THE WHISKEY REBELS - author and history

You will be hearing a lot about David Liss's THE WHISKEY REBELS as this is being my current read and I'm not progressing through it very quickly. Normally, I'm a rather quick reader but lately I haven't had a lot of time to read.

David Liss's website can be found at http://davidliss.com. His biography states he was born in New Jersey and raised in Florida, and was a one-time encyclopedia salesman. He received his B.A. from Syracuse University, an M.A. from Georgia State Universty and his M.Phil from Columbia University, where he left his dissertation unfinished to pursue his writing career. David lives in San Antonio with his wife and children.

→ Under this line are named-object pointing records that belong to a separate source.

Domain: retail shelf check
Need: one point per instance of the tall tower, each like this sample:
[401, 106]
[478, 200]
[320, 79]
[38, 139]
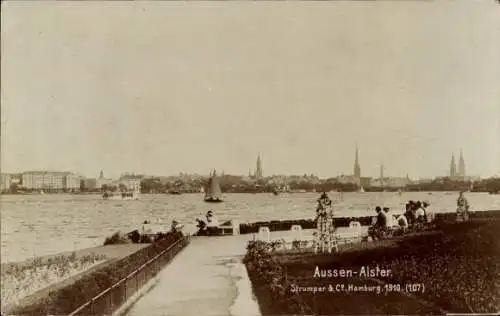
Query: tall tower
[357, 168]
[461, 165]
[258, 170]
[453, 167]
[382, 175]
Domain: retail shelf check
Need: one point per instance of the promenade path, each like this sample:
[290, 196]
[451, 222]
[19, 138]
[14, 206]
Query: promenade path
[201, 280]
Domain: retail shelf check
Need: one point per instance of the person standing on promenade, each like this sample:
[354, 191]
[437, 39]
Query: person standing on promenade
[389, 217]
[377, 231]
[462, 208]
[325, 232]
[429, 215]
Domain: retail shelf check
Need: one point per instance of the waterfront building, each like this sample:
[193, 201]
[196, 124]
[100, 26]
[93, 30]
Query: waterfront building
[5, 182]
[458, 175]
[90, 184]
[102, 181]
[50, 181]
[131, 182]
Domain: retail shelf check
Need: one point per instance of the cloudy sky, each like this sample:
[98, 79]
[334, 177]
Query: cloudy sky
[160, 88]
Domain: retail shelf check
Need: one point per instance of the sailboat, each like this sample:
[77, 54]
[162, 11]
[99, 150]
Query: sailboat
[213, 193]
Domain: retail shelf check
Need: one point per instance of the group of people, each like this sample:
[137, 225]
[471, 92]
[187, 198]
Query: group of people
[416, 214]
[325, 234]
[210, 225]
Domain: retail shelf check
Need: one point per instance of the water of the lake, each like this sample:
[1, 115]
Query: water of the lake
[35, 225]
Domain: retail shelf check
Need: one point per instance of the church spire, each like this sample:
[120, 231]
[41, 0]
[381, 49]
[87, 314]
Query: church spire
[382, 175]
[258, 170]
[357, 168]
[453, 167]
[461, 165]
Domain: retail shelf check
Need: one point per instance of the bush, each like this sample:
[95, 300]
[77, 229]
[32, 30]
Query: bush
[269, 279]
[116, 239]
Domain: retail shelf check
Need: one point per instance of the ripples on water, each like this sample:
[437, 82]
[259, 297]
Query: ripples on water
[35, 225]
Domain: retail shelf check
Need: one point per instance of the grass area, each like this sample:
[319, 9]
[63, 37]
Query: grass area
[458, 265]
[21, 280]
[66, 299]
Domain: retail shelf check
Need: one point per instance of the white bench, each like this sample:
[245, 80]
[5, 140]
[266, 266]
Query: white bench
[264, 234]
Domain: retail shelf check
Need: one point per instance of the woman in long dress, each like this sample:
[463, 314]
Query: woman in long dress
[325, 232]
[462, 208]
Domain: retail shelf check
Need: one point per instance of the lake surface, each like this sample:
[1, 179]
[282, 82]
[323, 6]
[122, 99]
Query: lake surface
[35, 225]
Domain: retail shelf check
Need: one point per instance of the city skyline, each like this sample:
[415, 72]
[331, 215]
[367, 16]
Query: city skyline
[144, 88]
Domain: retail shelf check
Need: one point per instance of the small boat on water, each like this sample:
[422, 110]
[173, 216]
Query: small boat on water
[123, 195]
[213, 192]
[132, 195]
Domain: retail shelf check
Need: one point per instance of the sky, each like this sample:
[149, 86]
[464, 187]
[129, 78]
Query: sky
[161, 88]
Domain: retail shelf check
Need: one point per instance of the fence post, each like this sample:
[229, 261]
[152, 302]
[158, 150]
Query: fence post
[92, 307]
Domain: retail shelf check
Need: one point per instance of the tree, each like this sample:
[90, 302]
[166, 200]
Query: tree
[14, 188]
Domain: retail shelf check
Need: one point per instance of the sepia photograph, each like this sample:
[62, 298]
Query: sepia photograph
[250, 158]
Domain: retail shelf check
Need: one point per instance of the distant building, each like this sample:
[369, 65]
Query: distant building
[131, 181]
[5, 182]
[458, 175]
[348, 179]
[102, 181]
[50, 180]
[90, 184]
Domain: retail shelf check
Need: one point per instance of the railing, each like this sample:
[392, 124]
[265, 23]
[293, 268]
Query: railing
[111, 299]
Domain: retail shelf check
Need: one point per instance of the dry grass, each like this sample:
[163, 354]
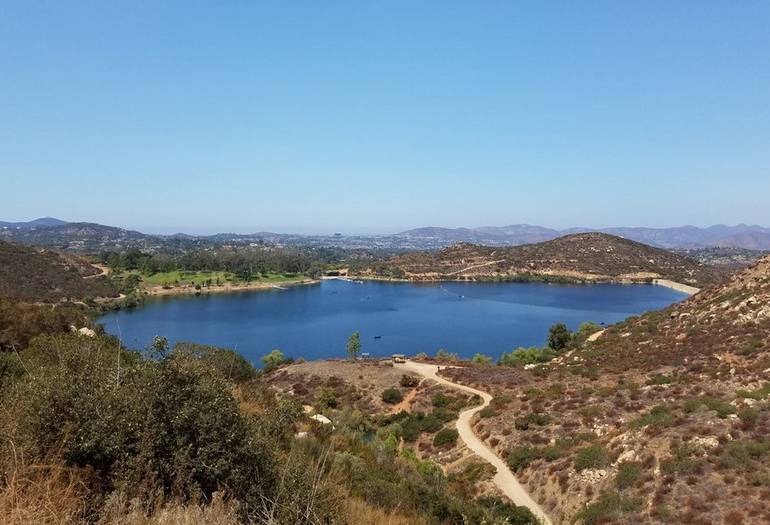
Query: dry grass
[42, 494]
[218, 512]
[359, 512]
[53, 494]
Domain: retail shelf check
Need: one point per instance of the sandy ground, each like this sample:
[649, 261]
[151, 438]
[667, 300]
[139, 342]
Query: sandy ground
[504, 478]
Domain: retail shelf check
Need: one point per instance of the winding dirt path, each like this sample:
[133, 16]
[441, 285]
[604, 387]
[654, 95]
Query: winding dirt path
[504, 478]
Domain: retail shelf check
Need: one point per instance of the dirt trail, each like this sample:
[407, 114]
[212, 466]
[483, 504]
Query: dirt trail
[406, 403]
[476, 266]
[504, 478]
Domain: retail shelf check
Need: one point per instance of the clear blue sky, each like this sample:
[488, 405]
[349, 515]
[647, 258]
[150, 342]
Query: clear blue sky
[377, 116]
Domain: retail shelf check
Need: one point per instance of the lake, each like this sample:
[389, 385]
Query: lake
[314, 321]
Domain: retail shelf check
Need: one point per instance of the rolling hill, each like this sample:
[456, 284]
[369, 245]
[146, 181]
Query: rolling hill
[663, 418]
[39, 274]
[590, 257]
[741, 235]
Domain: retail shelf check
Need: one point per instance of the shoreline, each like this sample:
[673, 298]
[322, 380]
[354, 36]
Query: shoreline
[159, 291]
[679, 287]
[566, 280]
[504, 478]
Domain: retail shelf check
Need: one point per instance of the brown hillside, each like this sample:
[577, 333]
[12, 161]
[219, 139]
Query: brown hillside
[580, 257]
[665, 418]
[37, 274]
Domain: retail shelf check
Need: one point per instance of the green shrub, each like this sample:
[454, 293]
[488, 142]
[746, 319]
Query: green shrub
[526, 356]
[520, 457]
[722, 408]
[431, 424]
[627, 475]
[524, 422]
[273, 360]
[486, 412]
[392, 396]
[659, 379]
[173, 424]
[748, 415]
[445, 436]
[742, 454]
[682, 460]
[445, 414]
[443, 355]
[592, 456]
[326, 397]
[440, 400]
[610, 507]
[757, 394]
[230, 364]
[559, 337]
[659, 416]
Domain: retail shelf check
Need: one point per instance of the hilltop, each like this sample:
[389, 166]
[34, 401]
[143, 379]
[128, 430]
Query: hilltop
[40, 274]
[662, 418]
[680, 237]
[589, 257]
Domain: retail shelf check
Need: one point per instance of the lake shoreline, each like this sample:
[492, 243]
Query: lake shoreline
[159, 291]
[544, 279]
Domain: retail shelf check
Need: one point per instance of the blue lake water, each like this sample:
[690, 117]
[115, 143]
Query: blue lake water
[314, 321]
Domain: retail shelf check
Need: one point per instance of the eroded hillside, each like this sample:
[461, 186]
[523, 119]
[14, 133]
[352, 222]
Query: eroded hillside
[38, 274]
[665, 418]
[591, 257]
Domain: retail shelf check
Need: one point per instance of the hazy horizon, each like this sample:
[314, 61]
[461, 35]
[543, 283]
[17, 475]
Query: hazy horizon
[346, 230]
[378, 118]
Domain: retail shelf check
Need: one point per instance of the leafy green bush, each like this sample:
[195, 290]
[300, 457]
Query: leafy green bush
[171, 423]
[526, 356]
[559, 337]
[231, 365]
[592, 456]
[659, 416]
[628, 473]
[445, 437]
[392, 396]
[681, 461]
[273, 360]
[430, 423]
[524, 422]
[481, 359]
[519, 458]
[440, 400]
[326, 397]
[443, 355]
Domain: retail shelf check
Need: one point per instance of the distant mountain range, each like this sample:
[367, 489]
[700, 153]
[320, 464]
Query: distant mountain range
[42, 221]
[682, 237]
[578, 257]
[82, 236]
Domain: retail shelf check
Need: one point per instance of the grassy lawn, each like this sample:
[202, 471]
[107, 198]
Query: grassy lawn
[182, 277]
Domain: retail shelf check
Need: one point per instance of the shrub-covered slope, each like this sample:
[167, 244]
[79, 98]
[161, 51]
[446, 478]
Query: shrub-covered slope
[665, 418]
[578, 257]
[37, 274]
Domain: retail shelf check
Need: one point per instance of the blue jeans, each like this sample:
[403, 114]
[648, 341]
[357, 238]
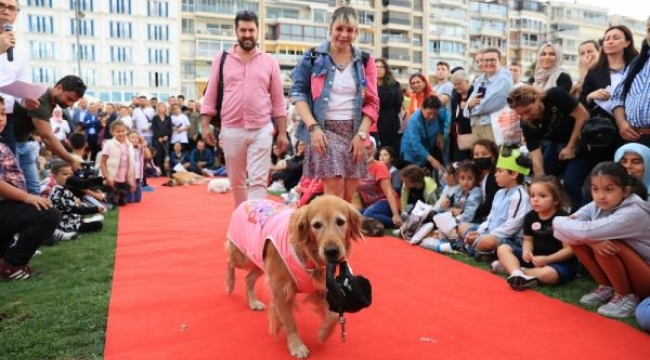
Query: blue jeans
[27, 156]
[135, 196]
[573, 172]
[380, 210]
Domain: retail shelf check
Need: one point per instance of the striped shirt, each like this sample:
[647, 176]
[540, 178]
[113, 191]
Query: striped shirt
[9, 170]
[637, 101]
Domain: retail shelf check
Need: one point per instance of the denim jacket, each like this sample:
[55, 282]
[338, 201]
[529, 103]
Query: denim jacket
[313, 85]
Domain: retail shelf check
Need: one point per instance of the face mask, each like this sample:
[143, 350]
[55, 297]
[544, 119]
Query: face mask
[483, 163]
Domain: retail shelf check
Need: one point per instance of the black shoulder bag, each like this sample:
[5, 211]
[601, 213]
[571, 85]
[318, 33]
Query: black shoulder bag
[216, 120]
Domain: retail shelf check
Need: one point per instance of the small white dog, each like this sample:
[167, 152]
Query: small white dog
[220, 185]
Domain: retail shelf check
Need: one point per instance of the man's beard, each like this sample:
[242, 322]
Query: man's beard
[247, 46]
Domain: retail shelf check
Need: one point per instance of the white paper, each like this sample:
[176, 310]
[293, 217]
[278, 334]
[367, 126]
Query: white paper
[23, 90]
[606, 104]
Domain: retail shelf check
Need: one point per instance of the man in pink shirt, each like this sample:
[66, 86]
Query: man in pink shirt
[252, 96]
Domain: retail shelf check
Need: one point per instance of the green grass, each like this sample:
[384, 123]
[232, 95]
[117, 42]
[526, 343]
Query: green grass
[61, 312]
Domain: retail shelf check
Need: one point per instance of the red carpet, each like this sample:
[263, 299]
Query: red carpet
[168, 301]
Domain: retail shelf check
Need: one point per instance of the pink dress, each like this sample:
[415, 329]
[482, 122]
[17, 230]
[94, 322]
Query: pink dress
[254, 222]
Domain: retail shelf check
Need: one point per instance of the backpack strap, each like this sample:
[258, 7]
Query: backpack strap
[365, 56]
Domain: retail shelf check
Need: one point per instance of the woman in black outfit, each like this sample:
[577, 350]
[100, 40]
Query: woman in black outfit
[390, 106]
[161, 125]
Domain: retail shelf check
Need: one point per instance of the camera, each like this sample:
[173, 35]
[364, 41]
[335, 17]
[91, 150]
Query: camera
[85, 178]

THE WHISKEY REBELS went on sale September 30 of this year and is already in its second printing.

Today, also, I thought I'd look up what exactly the Whiskey Rebellion was. In a nutshell, here's the scoop from wikipedia.com:

The Whiskey Rebellion was a popular uprising that had its beginnings in 1791 and culminated in an insurrection in 1794 in the locality of Washington, Pennsylvania, in the Monongahela Valley. The rebellion occurred shortly after the Articles of Confederation had been replaced by a stronger federal government under the American Constitution in 1789.

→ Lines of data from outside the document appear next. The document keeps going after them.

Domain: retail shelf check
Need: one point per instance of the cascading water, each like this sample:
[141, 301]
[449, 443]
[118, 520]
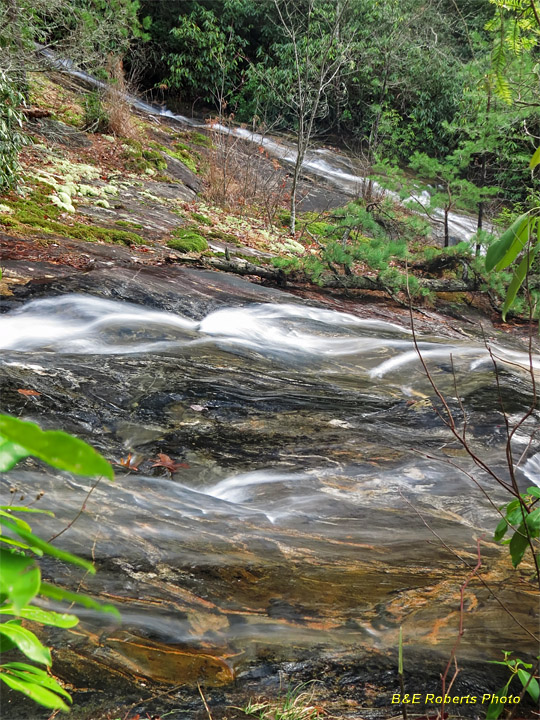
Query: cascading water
[308, 437]
[322, 162]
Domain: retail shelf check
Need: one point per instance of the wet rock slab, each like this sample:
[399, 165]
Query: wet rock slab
[303, 523]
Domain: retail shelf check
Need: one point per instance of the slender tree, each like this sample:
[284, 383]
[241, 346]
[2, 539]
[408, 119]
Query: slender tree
[319, 41]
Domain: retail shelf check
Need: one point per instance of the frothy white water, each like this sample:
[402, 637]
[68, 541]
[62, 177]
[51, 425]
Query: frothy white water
[320, 162]
[79, 324]
[531, 469]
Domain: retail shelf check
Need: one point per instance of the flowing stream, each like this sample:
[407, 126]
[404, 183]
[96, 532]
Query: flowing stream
[314, 474]
[332, 166]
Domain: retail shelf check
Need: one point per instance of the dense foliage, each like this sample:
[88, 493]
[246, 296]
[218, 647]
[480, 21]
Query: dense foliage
[432, 77]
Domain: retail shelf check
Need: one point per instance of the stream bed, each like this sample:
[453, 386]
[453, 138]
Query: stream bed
[318, 491]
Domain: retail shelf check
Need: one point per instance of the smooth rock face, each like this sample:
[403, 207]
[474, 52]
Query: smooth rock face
[316, 477]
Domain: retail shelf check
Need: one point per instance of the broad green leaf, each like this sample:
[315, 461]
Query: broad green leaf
[20, 578]
[36, 675]
[55, 447]
[518, 544]
[26, 641]
[45, 617]
[517, 281]
[501, 529]
[532, 684]
[516, 515]
[521, 242]
[10, 454]
[37, 693]
[497, 252]
[47, 548]
[532, 521]
[57, 593]
[535, 160]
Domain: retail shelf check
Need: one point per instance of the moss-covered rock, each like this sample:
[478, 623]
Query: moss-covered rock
[187, 240]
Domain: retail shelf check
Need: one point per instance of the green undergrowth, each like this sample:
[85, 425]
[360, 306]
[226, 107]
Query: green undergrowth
[35, 212]
[141, 160]
[387, 244]
[187, 240]
[181, 152]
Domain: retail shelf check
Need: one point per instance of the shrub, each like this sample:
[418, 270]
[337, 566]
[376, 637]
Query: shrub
[187, 240]
[96, 117]
[11, 137]
[20, 572]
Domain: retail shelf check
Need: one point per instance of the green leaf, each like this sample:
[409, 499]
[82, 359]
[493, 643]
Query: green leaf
[55, 447]
[26, 641]
[10, 454]
[47, 548]
[500, 530]
[495, 709]
[520, 243]
[517, 280]
[515, 517]
[23, 508]
[20, 578]
[535, 160]
[532, 684]
[34, 691]
[518, 544]
[506, 244]
[37, 675]
[45, 617]
[16, 543]
[57, 593]
[16, 520]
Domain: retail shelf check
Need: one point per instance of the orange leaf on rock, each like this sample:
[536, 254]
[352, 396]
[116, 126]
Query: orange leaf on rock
[168, 463]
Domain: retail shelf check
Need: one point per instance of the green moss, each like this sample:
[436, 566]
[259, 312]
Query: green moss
[321, 229]
[201, 219]
[138, 159]
[184, 154]
[127, 223]
[224, 236]
[37, 212]
[187, 240]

The new federal government, at the urging of the first Secretary of the Treasury, Alexander Hamilton, assumed the states' debt from the American Revolutionary War. In 1791 Hamilton convinced Congress to approve taxes on distilled spirits and carriages. Hamilton's principal reason for the tax was that he wanted to pay down the national debt, but he justified the tax "more as a measure of social discipline than as a source of revenue." But most importantly, Hamilton "wanted the tax imposed to advance and secure the power of the new federal government."

Congress designed the tax so smaller distillers would pay by the gallon, while larger distillers (who could produce in volume) could take advantage of a flat fee. The net result was to affect smaller producers more than larger ones. By the summer of 1794, tensions reached a fevered pitch all along the western frontier as the settlers' primary marketable commodity was threatened by the federal taxation measures. Finally, the civil protests became an armed rebellion. As word of the rebellion spread across the frontier, a whole series of loosely organized resistance measures were taken, including robbing the mail, stopping court proceedings, and the threat of an assault on Pittsburgh. George Washington and Alexander Hamilton, remembering Shays' Rebellion from just eight years before, decided to make Pennsylvania a testing ground for federal authority. Washington ordered federal marshals to serve court orders requiring the tax protesters to appear in federal district court.

This marked the first time under the new United States Constitution that the federal government used military force to exert authority over the nation's citizens. The military suppression of the Whiskey Rebellion set a precedent that U.S. citizens who wished to change the law had to do so peacefully through constitutional means; otherwise, the government would meet any threats to disturb the status quo with force.

The hated whiskey tax was repealed in 1803, having been largely unenforceable outside of Western Pennsylvania, and even there never having been collected with much success.


I love history. There's a biography of Alexander Hamilton that came out not too long ago I seem to remember that painted him as a hero of banking, etc. I've read/watched other things that depicted him as being hated. He hasn't shown up in THE WHISKEY REBELS as a character though his name is bandied about quite a bit and not favorably.